Spleens from a CMT93 subcutaneous mice model were collected, combined with T cell culture medium, and then pushed through a 70-μm cell strainer to create a single-cell suspension. Cells were centrifuged and the pellet incubated in 5 mL RBC lysis buffer (Sigma-Aldrich). Splenocytes (1 × 106) were prepared and stained with monoclonal antibody (mAb) against mouse CD3 conjugated with phycoerythrin (PE )(eBioscience), mAb against mouse CD4 conjugated with fluorescein isothiocyanate (FITC; eBioscience), mAb against mouse CD8 conjugated with allophycocyanin (APC) (eBioscience), mAb against mouse CD44 conjugated with BV421 (eBioscience), and mAb against mouse CD62L conjugated with PerCP-Cyanine5.5 (eBioscience). Cells were examined using a BD FACSAria III flow cytometer, and data were analyzed using Diva software.

Immune cell subset depletion in vivo

5 × 106 CMT93 cells were seeded subcutaneously into 5- to 6-week-old C57BL/6 mice. When tumors reached 100 mm3, mice were randomly divided into 5 groups by matched tumor size to receive i.t. injections of 1 × 108 PFU/100 μLVVLΔTKΔN1L-mIL-21 twice a week. Depletion mAbs against mouse NK (antibody clone PK136), CD4 (antibody clone GK7.5), CD8 (antibody clone TIB210), and control Ig (mouse anti-KLH mAb) were administered i.p. the day before virotherapy in 200 μL PBS at 200 μg/injection. Injections were continued twice weekly for the duration of the experiment, and FACS analysis was used to confirm depletion. Tumor volumes were measured twice a week as described above. Seven mice per group were used.

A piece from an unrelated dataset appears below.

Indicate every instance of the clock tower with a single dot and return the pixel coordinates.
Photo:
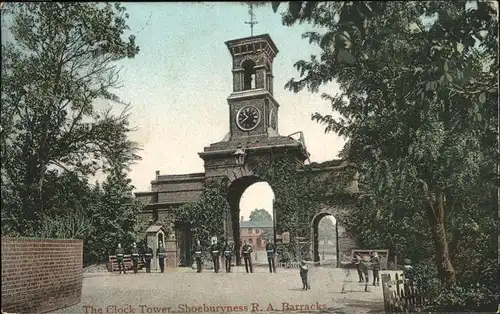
(253, 112)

Rechallenge of tumor-free animals

The C57BL/6 mice that underwent complete subcutaneous tumor regression following VVLΔTKΔN1L-mIL-21 (n = 6) or VVLΔTKΔN1L-RFP (n = 3) treatment were rechallenged with 1 × 107 CMT93 cells (twice the number of cells compared to the primary tumor cell inoculation) after primary tumors had been cleared for 30 days. Tumor volumes were measured twice weekly.

Statistical analysis

Statistical analysis was performed using GraphPad Prism 5.0. The results were represented as mean ± SD. Comparison between groups was performed using t test, one-way ANOVA, two-way ANOVA, or Kaplan-Meier survival analysis. p <0.05 was considered significant.